With 100% traffic going to dev, should be pretty accurate. Need to start working on load testing.

laineymajor commented 1 year ago

On hold until we turn up the dial on staging + higher environments.

RachalCassity commented 1 year ago

Reminder: Attach PRs to scale up pods for future traffic.

laineymajor commented 1 year ago

Rachal going to make a PR for staging

laineymajor commented 1 year ago

Rachal created the PRs for SB and production (as draft currently). Removed the DB migrate job from SB and production (this will remain a manual process in Jenkins).

LindseySaari commented 1 year ago

PRs still in draft mode and ready to go when we are.

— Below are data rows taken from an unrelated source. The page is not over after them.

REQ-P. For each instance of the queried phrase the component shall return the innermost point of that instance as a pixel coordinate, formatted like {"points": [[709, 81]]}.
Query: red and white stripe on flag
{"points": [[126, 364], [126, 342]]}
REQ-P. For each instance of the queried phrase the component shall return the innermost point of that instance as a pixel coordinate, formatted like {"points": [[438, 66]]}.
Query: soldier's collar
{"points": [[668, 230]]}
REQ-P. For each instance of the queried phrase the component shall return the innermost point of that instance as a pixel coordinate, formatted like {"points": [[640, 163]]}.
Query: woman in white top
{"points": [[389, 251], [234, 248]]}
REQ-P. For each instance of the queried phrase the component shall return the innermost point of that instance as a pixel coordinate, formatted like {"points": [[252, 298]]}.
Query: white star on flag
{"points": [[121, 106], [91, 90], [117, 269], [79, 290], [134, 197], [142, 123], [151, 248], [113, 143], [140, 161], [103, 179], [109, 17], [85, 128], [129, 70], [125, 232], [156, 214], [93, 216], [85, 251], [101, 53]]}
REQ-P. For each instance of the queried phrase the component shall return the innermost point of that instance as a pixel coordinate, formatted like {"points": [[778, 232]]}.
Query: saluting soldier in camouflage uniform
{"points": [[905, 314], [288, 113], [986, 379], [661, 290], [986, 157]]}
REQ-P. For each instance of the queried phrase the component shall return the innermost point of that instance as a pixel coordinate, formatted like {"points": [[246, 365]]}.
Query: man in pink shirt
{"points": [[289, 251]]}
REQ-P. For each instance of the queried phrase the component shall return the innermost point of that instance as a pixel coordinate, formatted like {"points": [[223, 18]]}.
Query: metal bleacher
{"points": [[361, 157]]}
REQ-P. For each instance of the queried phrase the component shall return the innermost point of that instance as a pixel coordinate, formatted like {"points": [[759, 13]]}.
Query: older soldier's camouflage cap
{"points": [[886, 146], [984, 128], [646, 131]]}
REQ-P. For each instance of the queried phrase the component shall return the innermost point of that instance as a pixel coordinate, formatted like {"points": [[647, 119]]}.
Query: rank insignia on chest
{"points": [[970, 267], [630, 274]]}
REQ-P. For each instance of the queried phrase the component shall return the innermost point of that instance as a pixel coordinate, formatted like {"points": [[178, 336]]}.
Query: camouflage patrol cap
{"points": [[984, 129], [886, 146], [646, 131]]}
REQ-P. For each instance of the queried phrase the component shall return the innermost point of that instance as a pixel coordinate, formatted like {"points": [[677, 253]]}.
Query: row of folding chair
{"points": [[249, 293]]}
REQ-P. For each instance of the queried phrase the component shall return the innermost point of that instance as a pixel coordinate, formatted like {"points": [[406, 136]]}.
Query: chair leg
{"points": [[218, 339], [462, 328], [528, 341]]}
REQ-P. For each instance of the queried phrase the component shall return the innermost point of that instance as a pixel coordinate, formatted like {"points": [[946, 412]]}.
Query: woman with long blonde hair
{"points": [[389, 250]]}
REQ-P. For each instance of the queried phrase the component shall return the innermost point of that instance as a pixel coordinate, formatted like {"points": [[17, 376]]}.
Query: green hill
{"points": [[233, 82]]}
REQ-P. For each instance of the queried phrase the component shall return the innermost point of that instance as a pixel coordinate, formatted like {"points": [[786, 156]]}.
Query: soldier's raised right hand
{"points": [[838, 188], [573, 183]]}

laineymajor commented 1 year ago

Now that we have increased number of pods in staging, the pods are not all cycling through. @RachalCassity to look at the config and pull in Kyle if needed. Percentages seem to be the way to go.

LindseySaari commented 1 year ago

@RachalCassity Do you want to update this ticket with the changes made + discussed in this thread please?

LindseySaari commented 1 year ago

@RachalCassity Do you want to update this ticket with the changes made + discussed in this thread please?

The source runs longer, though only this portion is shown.